Diazepam IV is dissolved in organic solvents (propylene glycol, sodium benzoate) because it is insoluble in water. Dilution with water or saline causes cloudiness but does not alter the potency of the drug. Injection by either the IM or IV route may be painful.
Cimetidine inhibition of oxidative enzyme function impairs the clearance of diazepam IV, but it has no effect on lorazepam.
Age decreases and smoking increases the clearance of diazepam IV, but neither has a significant effect on midazolam biotransformation.
Habitual alcohol consumption increases the clearance of midazolam. Race, because of differences in isoenzymes responsible for hydroxylations, produces genetic differences in drug metabolism.
The high frequency of mutated alleles in Asians in the genes coding for CYP2C19 may explain the reduced hepatic biotransformation of diazepam.
The metabolites of the benzodiazepines can be important. Diazepam IV forms two active metabolites, oxazepam and desmethyldiazepam, which add to and prolong the drug’s effects.
Patients given continuous infusions of midazolam or repeated boluses over days should awaken faster than patients given diazepam IV or lorazepam.

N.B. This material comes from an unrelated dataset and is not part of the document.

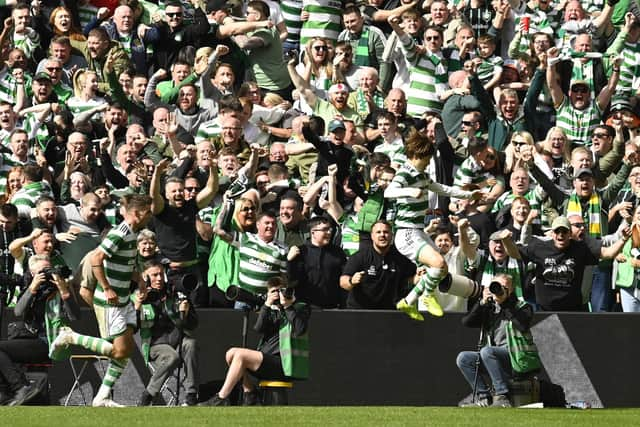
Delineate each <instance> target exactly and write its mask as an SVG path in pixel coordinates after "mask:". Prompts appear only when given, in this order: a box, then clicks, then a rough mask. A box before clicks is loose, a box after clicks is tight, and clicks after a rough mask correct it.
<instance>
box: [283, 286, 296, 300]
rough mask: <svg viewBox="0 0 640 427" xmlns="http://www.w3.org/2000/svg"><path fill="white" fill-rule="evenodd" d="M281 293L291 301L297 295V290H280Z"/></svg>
mask: <svg viewBox="0 0 640 427" xmlns="http://www.w3.org/2000/svg"><path fill="white" fill-rule="evenodd" d="M280 293H281V294H282V295H283V296H284V297H285V298H286V299H291V298H293V295H294V294H295V290H294V289H293V288H280Z"/></svg>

Factors that may influence the pharmacokinetics of benzodiazepines are age, gender, race, enzyme induction, and hepatic and renal disease. Diazepam is sensitive to some of these factors, particularly age.
Increasing age tends to reduce the clearance of diazepam significantly and the clearance of midazolam to a lesser degree.
The binding of benzodiazepines to their respective receptors is of high affinity and is stereospecific and saturable; the order of receptor affinity (potency) of the three agonists is lorazepam > midazolam > diazepam. Midazolam is approximately 3 to 6 times, and lorazepam 5 to 10 times, as potent as diazepam IV.